Temo aún por el correr de las horas. Los ojos vendados.
Un microondas. Un cielo raso. Un pájaro inmóvil.
Reloj cenicero. Adiós cenicienta.
Un balcón que se agacha en la sombra. La mosca infinita.
Un corpiño de encaje. Aquí y allá las paredes. El aire en el medio.
No deviene no sangra no creo que el sol. Ya debería haber, pienso.
Dos salas de espera donde esperan las manos la estaca.
De nuevo un rastrillo.
Una tijera. La astilla del tiempo clavada en el hueso.
Compruebo el metal.

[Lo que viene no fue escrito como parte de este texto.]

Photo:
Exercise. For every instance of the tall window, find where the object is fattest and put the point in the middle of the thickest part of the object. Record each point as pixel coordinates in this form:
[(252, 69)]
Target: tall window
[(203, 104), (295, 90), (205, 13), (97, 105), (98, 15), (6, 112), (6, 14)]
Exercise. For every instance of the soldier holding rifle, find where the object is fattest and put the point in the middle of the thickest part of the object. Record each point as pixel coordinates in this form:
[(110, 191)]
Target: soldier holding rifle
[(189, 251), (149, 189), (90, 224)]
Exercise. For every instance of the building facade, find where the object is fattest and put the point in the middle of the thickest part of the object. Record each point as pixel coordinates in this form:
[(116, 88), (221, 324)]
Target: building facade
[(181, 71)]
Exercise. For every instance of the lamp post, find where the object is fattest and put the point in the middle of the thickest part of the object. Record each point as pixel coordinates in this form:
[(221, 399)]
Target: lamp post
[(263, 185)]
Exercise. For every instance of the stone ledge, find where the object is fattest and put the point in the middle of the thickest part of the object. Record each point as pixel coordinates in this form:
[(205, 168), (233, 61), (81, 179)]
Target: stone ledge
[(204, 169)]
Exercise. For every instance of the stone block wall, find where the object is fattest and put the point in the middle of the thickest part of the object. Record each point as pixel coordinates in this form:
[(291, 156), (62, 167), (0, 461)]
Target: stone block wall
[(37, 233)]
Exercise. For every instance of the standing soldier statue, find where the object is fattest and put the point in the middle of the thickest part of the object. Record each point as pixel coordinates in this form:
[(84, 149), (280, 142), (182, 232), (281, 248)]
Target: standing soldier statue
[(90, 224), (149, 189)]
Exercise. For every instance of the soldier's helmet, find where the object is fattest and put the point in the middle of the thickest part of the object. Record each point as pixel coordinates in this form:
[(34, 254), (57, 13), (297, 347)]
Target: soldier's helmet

Otra vez ya no hay nadie.
Quisiera escuchar al menos como crecen los años.
Silencio de radio, me dicen.
Quisiera un megáfono.

VII

Qué soledad cuánta
porquería plástica congregación pegajosa
de techo inmune, piel de erizo, dentífrico sobrante,
quietud de anteojo nuevo, atún que nunca dije me gustara
y bandoneón de esquina antigua trepándose a relojes;
a la vez que este exceso de retina viscosa sobre estantes, mesas,
cómodas con pelos, criterios de hojalata, huevos de mosquito y tornillos
arrastrándose entre lunes martes miércoles azules y de humo
por los codos, por las lenguas de aserrín y alcantarillas
en las sienes mueren topos y los dedos fatigados de agitarse el cerebro
en la perinola de la almohada y el guiso de noticias y
culebras de Rumania por las medias.
Qué soledad tanta la mía como aquella del vecino mucho gusto
de la dulce sueños madre mía, hermano tuyo y donde quiera
que adolecen las rodillas y el microondas de gemidos pararrayos vacas vivas carne joven al momento que arrecian perchas negras como flechas de tormenta,
y estimados señores y señoras del consorcio me remito a la evidencia,
a su disposición péndulos curvas y rectas y modales ya no existo
de tanta soledad qué porquería.

jueves

Medusa

Trajo su cuenco de espuma y navajas,
sus manos sonrientes como orquídeas y arpones,
el vuelo del pájaro negro pintado en la boca,
las mínimas uñas vestidas de rojo y sus alas violetas,
una turba indomable de especies monstruosas,
de tijeras que soltaban un perro tras otro y la rabia,
los días ahorcados en su escote de leche amarilla,
el sexo amputado como los ojos de un sótano,
la desnudez que eyaculó – raquítica y macabra –
la fiebre, el dentífrico y su orfandad sobre las horas.